ITHI M5: DNS Recursive Resolver Integrity

The M5 metrics measure the "integrity" with which resolvers process queries. There are six components in the M5 metric:

The metric M5.1 measures the % of visible recursive resolvers that refresh their local cache in accordance with the time specified in the SOA TTL, and the effect on users. For each population, we compute the fraction of users or resolvers that re-fetch erlier than the stated TTL, and the fraction that re-fetch according to the TTL. These two numbers do not add to 100%, because there is also a fraction of resolvers for which our measurements are inconclusive.
The metric M5.2 measure the % of visible recursive resolvers that refresh their local cache automatically (without a triggering user query), as well as the estimated query load % due to automated cache refresh and the % of users using resolvers that auto-refresh their cache.
The Metric M5.3 measures the % of visible recursive resolvers that set the DO (DNSSEC OK) bit in their queries, as well as the fraction of users using resolvers that set the DO bit in queries.
The Metric M5.4 measures the % of visible recursive resolvers that perform DNSSEC validation of responses, as well as the fraction of users using resolvers that perform DNSSEC validation of responses.
The metric M5.5 provide a distribution of the estimated client size of the 10,000 largest visible recursive resolvers.
The metrics M5.6 and M5.7 estimates the concentration of the resolver services.

The APNIC polling process

The M5 metric is computed by APNIC. The process involves buying Google ads to generate a large number of "impressions" every day. The count varies from day to day, as explained here . Each ad runs a script that causes a script to be run, which resolves DNS names and loads web pages under APNIC control. The URL of the web page is personalized, enabling APNIC to correlate the traffic seen at the DNS resolver and web server with the script run at the client. The source address of the DNS queries received by APNIC identifies the resolver. The country in which the client is located is deduced for the source IP address of the web requests, using an IP address geolocation database.

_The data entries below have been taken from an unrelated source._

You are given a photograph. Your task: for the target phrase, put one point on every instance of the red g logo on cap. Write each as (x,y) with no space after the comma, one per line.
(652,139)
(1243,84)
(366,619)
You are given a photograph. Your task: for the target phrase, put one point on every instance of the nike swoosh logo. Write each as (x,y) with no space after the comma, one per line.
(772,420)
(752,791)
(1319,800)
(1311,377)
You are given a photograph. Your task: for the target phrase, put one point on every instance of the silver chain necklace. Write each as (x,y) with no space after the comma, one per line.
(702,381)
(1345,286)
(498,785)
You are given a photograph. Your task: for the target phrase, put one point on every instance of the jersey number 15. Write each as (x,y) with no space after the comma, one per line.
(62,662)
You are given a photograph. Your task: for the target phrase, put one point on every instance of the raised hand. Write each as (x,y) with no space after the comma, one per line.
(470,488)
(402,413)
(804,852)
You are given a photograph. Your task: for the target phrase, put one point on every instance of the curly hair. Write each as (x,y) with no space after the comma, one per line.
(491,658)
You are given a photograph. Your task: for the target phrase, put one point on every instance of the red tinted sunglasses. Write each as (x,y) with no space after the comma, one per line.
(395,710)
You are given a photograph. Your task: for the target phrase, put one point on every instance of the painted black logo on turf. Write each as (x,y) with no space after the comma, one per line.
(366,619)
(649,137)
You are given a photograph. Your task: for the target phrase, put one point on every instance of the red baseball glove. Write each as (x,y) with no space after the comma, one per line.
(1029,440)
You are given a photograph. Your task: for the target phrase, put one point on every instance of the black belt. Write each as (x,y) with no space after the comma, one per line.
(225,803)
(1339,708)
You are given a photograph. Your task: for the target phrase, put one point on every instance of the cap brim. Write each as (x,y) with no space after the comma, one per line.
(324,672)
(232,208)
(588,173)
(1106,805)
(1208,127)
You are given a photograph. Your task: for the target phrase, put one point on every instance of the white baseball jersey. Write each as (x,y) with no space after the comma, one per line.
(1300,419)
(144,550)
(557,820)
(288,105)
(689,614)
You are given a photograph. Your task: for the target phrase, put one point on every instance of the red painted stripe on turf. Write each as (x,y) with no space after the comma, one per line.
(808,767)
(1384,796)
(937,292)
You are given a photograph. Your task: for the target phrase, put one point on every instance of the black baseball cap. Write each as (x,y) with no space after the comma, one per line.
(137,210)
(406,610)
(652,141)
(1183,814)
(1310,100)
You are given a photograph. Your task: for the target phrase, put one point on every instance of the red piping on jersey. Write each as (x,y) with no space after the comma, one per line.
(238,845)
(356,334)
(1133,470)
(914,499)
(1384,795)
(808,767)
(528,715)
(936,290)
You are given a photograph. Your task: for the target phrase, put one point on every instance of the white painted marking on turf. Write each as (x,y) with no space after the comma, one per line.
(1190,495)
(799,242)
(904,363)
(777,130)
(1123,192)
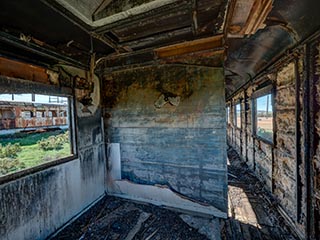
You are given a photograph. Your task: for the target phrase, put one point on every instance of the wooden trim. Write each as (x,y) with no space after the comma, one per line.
(190,46)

The statistics provide tabulation "per user" and "per resolver". The tabulation per resolver is straightforward, as each resolver can be identified by its IP address. The computation per user would be straightforward if the Google Ads were a randomized sampling of all Internet users, but that's not the case. Ad distribution is affected by a number of factor, resulting in oversampling of some countries, and undersampling of some others. APNIC compensate against by computing the number of impression per country, based on the IP addresses of the clients, and then computing a "per country" weight defined as the ratio of the number of Internet users in the country divided by the number of impressions in that country.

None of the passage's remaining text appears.